The hunt for Carly’s killer began with investigators examining security footage in the Port Elliot area on Feb. 19, 2007. Carly was spotted on CCTV in the company of two males driving a light blue car. Witnesses saw her around 9:30 p.m. at the beach. She was not seen alive again.
The vehicle the men were driving led police to Garry Francis Newman, 50. Newman was the man Carly and Ryan knew as “Shane.” On March 3, 2007, investigators raided Newman’s Mornington Peninsula home. They discovered a notebook detailing over 200 online aliases Newman used to meet teenage girls.
Newman had forced his adopted teenage son to pose as Brandon during phone calls with Carly. The boy was the other male seen on the CCTV footage with Newman and Carly. His identity has never been made public.

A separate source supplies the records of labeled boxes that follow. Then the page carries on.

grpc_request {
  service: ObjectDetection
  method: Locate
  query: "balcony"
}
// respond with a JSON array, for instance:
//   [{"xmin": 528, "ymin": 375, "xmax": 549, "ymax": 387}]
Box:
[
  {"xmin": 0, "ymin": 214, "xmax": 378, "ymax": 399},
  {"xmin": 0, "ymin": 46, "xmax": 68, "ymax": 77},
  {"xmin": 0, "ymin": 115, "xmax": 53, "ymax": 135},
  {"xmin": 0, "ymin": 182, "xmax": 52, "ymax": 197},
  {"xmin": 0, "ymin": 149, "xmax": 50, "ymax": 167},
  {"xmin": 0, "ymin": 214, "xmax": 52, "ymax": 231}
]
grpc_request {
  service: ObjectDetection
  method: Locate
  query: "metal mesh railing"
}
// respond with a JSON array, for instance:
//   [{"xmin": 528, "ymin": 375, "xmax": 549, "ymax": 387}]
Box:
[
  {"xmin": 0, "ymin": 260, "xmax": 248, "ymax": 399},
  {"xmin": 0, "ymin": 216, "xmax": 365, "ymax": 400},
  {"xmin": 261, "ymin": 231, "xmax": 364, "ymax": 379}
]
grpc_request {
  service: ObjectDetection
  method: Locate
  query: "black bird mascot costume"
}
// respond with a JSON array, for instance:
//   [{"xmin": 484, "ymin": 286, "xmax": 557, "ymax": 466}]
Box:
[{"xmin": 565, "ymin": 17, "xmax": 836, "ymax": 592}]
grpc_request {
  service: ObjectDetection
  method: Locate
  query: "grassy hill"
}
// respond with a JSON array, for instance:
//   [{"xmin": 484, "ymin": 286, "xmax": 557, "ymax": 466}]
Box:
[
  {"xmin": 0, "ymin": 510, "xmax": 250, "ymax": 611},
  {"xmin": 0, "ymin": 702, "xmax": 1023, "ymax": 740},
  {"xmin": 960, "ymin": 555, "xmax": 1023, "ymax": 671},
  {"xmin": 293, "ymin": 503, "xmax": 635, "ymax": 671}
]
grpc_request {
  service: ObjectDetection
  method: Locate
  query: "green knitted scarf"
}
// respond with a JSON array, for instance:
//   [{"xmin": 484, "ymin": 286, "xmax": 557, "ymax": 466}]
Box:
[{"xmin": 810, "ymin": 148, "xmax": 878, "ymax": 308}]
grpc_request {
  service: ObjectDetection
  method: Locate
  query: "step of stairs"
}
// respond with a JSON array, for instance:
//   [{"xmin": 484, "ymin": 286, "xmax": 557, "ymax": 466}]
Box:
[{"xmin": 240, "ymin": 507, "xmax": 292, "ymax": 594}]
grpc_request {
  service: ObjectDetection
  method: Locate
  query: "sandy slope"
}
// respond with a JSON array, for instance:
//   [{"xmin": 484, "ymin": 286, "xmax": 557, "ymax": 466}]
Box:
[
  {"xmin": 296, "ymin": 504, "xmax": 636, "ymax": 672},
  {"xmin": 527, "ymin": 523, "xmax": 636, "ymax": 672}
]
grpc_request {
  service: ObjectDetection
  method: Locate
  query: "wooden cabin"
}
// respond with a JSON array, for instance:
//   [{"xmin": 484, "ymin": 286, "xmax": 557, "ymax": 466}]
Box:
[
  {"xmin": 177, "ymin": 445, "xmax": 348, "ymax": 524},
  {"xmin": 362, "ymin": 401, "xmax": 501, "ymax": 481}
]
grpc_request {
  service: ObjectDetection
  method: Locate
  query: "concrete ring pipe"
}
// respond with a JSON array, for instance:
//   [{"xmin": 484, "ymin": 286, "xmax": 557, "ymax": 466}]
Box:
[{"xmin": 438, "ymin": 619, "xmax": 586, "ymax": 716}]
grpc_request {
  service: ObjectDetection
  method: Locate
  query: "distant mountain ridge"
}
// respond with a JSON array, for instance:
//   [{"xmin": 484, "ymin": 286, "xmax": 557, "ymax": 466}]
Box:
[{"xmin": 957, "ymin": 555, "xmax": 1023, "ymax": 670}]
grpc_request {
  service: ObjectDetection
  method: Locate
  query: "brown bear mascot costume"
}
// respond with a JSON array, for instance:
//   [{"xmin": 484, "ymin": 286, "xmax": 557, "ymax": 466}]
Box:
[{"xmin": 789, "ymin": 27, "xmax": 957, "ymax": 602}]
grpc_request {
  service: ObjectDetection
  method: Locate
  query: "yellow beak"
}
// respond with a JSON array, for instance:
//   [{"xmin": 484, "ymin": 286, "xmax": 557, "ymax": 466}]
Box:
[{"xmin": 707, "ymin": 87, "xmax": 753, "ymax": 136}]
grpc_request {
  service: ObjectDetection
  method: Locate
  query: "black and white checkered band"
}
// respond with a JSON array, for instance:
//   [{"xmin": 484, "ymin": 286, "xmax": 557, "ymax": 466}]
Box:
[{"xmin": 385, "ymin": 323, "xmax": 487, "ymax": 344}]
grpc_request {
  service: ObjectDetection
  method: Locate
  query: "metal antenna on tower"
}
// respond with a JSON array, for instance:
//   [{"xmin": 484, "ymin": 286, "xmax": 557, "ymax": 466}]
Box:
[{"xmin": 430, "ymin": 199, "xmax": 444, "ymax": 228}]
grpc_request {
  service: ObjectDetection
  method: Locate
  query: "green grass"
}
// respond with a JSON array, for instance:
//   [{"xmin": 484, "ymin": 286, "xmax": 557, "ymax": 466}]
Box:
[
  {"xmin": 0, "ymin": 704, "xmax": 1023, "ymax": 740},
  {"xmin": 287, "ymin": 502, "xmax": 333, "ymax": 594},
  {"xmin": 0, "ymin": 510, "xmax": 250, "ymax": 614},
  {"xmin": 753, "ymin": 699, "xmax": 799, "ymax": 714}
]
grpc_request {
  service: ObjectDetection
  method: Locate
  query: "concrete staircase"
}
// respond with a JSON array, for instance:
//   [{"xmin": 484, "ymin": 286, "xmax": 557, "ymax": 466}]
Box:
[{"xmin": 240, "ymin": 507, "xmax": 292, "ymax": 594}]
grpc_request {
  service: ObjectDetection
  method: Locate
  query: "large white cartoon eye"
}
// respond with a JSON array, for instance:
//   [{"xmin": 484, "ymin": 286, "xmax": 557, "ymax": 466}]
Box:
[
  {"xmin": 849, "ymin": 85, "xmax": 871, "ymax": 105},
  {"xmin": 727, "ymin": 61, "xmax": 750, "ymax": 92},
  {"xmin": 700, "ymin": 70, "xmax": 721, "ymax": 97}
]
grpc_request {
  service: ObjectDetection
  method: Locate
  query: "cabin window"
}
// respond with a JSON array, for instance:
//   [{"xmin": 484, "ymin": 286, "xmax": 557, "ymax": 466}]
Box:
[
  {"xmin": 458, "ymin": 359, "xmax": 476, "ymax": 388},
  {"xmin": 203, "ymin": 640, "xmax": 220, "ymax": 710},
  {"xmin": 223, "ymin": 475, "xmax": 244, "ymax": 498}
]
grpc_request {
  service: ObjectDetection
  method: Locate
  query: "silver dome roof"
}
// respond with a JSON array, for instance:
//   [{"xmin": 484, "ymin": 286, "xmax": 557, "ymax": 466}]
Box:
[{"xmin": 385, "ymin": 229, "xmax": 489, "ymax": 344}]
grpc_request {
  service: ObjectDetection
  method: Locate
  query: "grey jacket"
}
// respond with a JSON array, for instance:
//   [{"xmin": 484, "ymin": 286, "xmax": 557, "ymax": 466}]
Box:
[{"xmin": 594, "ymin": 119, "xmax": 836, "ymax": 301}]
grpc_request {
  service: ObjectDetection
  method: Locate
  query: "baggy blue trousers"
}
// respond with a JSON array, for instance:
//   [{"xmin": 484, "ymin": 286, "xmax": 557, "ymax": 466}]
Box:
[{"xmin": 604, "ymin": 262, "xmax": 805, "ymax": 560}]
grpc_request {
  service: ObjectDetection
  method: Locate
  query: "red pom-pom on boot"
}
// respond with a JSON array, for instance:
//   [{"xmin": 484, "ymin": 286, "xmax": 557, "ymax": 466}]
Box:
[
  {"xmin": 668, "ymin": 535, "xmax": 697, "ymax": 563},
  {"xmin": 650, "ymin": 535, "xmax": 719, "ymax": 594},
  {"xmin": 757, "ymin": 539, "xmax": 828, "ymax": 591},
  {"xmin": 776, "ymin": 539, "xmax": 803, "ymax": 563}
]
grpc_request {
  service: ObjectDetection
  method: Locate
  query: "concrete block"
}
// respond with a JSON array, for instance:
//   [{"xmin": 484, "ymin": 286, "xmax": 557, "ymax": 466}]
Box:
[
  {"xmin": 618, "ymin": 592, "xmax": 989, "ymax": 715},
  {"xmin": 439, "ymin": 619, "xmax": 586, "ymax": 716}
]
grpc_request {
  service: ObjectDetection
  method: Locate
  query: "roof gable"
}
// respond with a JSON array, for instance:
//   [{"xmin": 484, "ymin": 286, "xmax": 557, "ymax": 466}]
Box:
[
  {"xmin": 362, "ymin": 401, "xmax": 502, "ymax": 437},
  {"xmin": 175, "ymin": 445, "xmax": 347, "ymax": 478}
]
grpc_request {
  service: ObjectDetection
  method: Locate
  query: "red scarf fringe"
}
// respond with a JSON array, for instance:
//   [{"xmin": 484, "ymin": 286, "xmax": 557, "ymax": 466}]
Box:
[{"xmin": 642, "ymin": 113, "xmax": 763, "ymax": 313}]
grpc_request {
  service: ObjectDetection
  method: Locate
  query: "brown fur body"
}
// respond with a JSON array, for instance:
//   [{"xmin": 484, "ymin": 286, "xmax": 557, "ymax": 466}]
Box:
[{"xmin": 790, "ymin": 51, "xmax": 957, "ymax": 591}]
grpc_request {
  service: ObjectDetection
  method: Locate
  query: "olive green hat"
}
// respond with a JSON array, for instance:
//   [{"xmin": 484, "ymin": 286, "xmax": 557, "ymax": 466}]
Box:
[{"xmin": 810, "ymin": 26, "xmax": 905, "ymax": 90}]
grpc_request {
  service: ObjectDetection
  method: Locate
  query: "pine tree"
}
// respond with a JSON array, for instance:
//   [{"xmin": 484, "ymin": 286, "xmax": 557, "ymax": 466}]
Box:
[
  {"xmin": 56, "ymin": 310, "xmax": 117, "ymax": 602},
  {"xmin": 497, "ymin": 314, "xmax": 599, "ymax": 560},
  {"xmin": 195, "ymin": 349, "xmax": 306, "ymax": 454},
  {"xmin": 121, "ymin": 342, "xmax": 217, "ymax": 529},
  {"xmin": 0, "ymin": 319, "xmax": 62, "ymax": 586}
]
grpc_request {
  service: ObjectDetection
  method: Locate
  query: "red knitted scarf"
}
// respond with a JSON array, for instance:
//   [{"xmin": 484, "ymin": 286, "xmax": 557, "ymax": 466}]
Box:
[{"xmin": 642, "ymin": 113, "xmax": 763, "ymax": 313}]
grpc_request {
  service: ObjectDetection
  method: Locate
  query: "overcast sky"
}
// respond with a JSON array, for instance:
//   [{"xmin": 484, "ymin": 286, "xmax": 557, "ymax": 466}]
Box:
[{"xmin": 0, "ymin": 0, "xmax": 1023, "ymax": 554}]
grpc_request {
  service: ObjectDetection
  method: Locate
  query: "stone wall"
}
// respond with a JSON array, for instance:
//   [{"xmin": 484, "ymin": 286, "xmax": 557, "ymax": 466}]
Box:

Investigators arrested both men during the raid. When police entered Newman’s home, they found him chatting online with a 14-year-old girl in Western Australia. He was using his fake alias, Brandon Kane. Police learned the boy had witnessed his father kill Carly.
When questioned by the police, Newman denied knowing and meeting Carly and continued denying it throughout his 2009 trial.
On Jan. 21, 2020, Newman was sentenced to life imprisonment with a 29-year non-parole period. His adopted son, a minor at the time, was acquitted of all charges.
After the horrific murder of her 15-year-old daughter, Ryan started the Carly Ryan Foundation. She helped pass Carly’s Law in 2017. Per the foundation’s website, “Carly’s Law will make it a crime for an adult to use a carriage service to commit an act in preparation for, or planning to, cause harm to or engage in or procure sexual activity with a minor. Importantly, this will include those who misrepresent their age.”
When I first read about Carly Ryan’s murder, I suddenly remembered something. For several months in 2006, my then-13-year-old daughter had been chatting online allegedly with a teenage boy in New Zealand she had met on MySpace. His name was Elliot, she said.
My daughter was “emo” and a bit goth. She loved MySpace and would jam in her room to Fall Out Boy, My Chemical Romance, Panic at the Disco, and Paramore. If my daughter and Carly had met back then, they would have been best friends. They were so much alike.
My daughter and Elliot chatted online quite often. She was naive. It was only a matter of time before he gained her trust, and I became suspicious, just like Carly’s mother. My daughter seemed to be falling for this person, which bothered me immensely.
I told her she had no idea who she was speaking to. Elliot could be an older online predator not in New Zealand, but in the U.S. I talked about online dangers, but she refused to believe me. She insisted this boy was “cool” and “definitely a teenager.” I knew something was not right.
My husband and I worked full-time jobs. My daughter would arrive home from school before us and get on the computer. Thankfully, their “friendship” stayed online, and she never met him.
I began monitoring her internet usage as best I could. Eventually, with the craziness of raising kids and working, I forgot about this boy, and she did not speak of him after our discussion. One day in early spring 2007, I remembered and asked if she was still chatting online with Elliot. She said no and that the communication between her and him had abruptly stopped.
We had no idea why. But I wonder, with all the similarities, could she have been talking to Newman when he chatted with Carly? They say it’s a small world, so you never know.
It’s unlikely that it was Newman, but to this day, I believe my daughter was speaking with an adult male. I’m thankful my family and I had a positive outcome, and it breaks my heart that Carly’s family did not.
Carly should be here today with children of her own and a husband who loves her. Instead, a monster ripped her from a loving family and a future.